Zum anderen begleitet er Ermittler der Finanzkontrolle Schwarzarbeit des Hauptzollamts Berlin bei der Überprüfung von Arbeitnehmern wegen des Verdachts der illegalen Beschäftigung und der unerlaubten Einreise.
Bei beiden Kontrollen zeigt sich, wie schwierig und aufwendig es ist, Fälschungen von Ausweispapieren und Führerscheinen aus aller Welt zu erkennen. Wie professionell die Papiere mit „handelsüblichem“ Werkzeug gefälscht werden, zeigen Bilder aus einer Fälscherwerkstatt in Magdeburg.
Die wurde Anfang 2021 ausgehoben und zwei junge Männer wurden festgenommen. Sie haben die gefälschten Papiere über das Darknet verkauft. Die Preise für Ausweise lagen zwischen 100 bis 260 Euro.

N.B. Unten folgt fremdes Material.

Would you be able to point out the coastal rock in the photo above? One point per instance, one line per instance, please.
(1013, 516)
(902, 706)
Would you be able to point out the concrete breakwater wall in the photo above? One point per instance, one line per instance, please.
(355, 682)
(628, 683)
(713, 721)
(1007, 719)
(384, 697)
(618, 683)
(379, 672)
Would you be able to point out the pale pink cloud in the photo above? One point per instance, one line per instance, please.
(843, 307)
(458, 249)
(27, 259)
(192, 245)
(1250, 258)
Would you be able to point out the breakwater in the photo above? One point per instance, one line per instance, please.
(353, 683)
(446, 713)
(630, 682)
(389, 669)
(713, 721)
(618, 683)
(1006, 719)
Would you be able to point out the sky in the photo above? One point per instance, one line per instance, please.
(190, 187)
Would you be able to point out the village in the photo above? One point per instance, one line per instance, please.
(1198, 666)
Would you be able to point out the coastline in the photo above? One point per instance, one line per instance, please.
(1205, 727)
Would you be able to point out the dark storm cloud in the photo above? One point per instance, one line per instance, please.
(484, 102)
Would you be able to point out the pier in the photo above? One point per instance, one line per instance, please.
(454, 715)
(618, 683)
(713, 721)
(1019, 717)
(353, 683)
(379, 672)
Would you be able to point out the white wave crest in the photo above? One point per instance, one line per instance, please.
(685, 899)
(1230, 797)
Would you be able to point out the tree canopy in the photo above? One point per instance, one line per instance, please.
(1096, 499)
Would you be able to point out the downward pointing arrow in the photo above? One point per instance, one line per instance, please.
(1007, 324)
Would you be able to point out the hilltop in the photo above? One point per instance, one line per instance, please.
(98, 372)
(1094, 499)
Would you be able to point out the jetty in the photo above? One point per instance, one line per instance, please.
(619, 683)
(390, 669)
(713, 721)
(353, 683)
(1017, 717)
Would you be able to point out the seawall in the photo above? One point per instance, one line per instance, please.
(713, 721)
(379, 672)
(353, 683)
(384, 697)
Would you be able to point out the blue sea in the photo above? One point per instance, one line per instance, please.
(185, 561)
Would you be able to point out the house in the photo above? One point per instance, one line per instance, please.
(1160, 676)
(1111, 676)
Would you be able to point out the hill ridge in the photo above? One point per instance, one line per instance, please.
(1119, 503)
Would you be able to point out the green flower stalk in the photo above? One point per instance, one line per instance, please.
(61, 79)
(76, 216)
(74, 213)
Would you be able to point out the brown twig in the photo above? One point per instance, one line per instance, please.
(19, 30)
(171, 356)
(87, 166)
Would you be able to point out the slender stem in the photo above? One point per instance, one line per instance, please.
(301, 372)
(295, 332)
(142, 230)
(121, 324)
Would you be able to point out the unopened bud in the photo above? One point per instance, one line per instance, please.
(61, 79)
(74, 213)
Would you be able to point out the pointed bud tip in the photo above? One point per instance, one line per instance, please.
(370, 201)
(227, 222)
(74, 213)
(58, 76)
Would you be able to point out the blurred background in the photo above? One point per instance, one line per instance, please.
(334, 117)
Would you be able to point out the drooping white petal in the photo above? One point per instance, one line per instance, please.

Das Kundenspektrum reichte von der türkischen Call-Center-Mafia bis hin zu einem gesuchten Mörder. Das Landgericht Magdeburg verurteile die beiden für ca.
600 Urkundenfälschungen zu jeweils fast vier Jahren Haft. Ein Ermittler berichtet im Film, wie die Polizei den Fälschern auf die Spur gekommen ist und wie die GSG9 die Fälscherwerkstatt gestürmt hat.